BATLIMORE, Maryland -- When El Salvador steps onto the field at a sold-out M&T Bank Stadium for its CONCACAF Gold Cup quarterfinal against the United States on Sunday, the Cuscatlecos might feel very much at home.
That's because the doubleheader will have distinct a Central American feel and flavor to it as three of the four teams come from that region of CONCACAF. Costa Rica and Honduras will tussle in the nightcap.
A sizable population of Salvadorans resides in the Washington, D.C. area – approximately 40 miles south of this city -- and many are expected to attend the game to cheer their heroes on. The team delegation is welcoming the support.
"It helps us play harder," El Salvador head coach Agustin Castillo said after training at the University of Maryland-Baltimore County on Friday. "It's a pressure, but it's a favorable pressure. I know how to manage that. It helps more than it hurts."

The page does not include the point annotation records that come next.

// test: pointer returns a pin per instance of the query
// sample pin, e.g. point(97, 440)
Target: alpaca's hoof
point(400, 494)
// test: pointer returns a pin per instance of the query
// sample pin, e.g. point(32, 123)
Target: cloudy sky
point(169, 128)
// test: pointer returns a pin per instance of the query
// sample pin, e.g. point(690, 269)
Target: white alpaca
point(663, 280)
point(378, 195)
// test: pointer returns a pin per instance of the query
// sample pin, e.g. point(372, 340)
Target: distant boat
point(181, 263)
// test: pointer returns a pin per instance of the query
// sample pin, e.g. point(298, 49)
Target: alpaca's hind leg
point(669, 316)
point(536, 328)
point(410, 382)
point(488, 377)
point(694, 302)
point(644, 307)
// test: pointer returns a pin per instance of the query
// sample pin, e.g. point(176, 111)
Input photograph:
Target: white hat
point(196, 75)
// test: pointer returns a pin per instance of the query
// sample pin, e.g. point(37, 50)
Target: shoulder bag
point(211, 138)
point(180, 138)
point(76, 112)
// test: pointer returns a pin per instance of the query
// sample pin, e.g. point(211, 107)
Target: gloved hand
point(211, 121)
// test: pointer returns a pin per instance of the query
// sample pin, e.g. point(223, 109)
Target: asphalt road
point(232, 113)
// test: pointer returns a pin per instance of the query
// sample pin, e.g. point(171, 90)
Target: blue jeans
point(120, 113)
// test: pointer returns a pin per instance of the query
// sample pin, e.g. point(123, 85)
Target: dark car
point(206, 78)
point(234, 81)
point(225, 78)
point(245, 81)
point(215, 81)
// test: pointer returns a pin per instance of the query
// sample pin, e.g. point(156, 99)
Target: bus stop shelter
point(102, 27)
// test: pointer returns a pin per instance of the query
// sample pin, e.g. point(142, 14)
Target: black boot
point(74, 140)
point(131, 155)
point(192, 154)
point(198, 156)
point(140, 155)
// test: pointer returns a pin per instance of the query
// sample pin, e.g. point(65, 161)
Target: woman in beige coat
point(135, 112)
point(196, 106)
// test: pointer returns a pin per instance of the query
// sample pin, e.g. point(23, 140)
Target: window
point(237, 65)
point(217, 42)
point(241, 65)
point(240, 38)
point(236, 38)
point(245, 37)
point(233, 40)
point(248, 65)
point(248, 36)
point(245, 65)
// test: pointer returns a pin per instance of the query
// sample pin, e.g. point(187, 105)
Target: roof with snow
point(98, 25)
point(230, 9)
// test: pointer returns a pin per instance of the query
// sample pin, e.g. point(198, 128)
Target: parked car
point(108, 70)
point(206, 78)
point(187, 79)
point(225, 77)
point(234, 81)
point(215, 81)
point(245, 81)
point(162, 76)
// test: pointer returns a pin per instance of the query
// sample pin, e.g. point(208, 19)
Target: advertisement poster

Defender Victor Turcios said he was looking forward to the backing from the stands in what is a foreign land for him and his teammates.
"There's going to be a large number of Salvadorans," he said. "We know there's going to be a lot of fans from both sides. But we believe our fans are going to motivate us to get the positive result we are looking for."
Castillo, whose team was one of two third-place wildcard teams after finishing with a 1-1-1 record, is ready to take on the undefeated U.S. (3-0-0).
"The confidence has grown throughout the tournament," he said. "The other games have been really good technical football. Fundamentally, we are a very young team with a lot of ambition."
The Salvadorans started their Group B competition with a 2-2 draw with Trinidad & Tobago, before dropping a 1-1 decision to group champion Honduras and rebounding with a 1-0 win over Haiti to clinch a wild-card spot.
"In the first two games we didn't get the results we wanted, but in the third game we got the win," Turcios said. "It gave us a pass, a pass to get to the quarterfinals. That meditated us a lot and we're going to work hard to get that result for Sunday's game."
Another factor the Salvadoran felt will be in their corner will be the heat expected that day. Weather forecasts have temperatures in the 90s.
"It's going to affect the entire game," Castillo said. "It's going to make it un-dynamic sometimes. But in El Salvador we're used to this heat. But it does take away some of the rhythm of the game. I would have liked to have played later in the day."
Castillo added that the conditions would affect tactics "because a player will get obviously run down quicker. When players get worn down in the sun, it not only affects technical, but their physical."
The Salvadorans on Friday trained in temperatures that soared as high as 99 degrees.
"It's going to help us, it's going to benefit us because we're used to this heat," Turcios said. "Today this is our weather in El Salvador. So at the end of the day we're going to be the benefactors of this climate."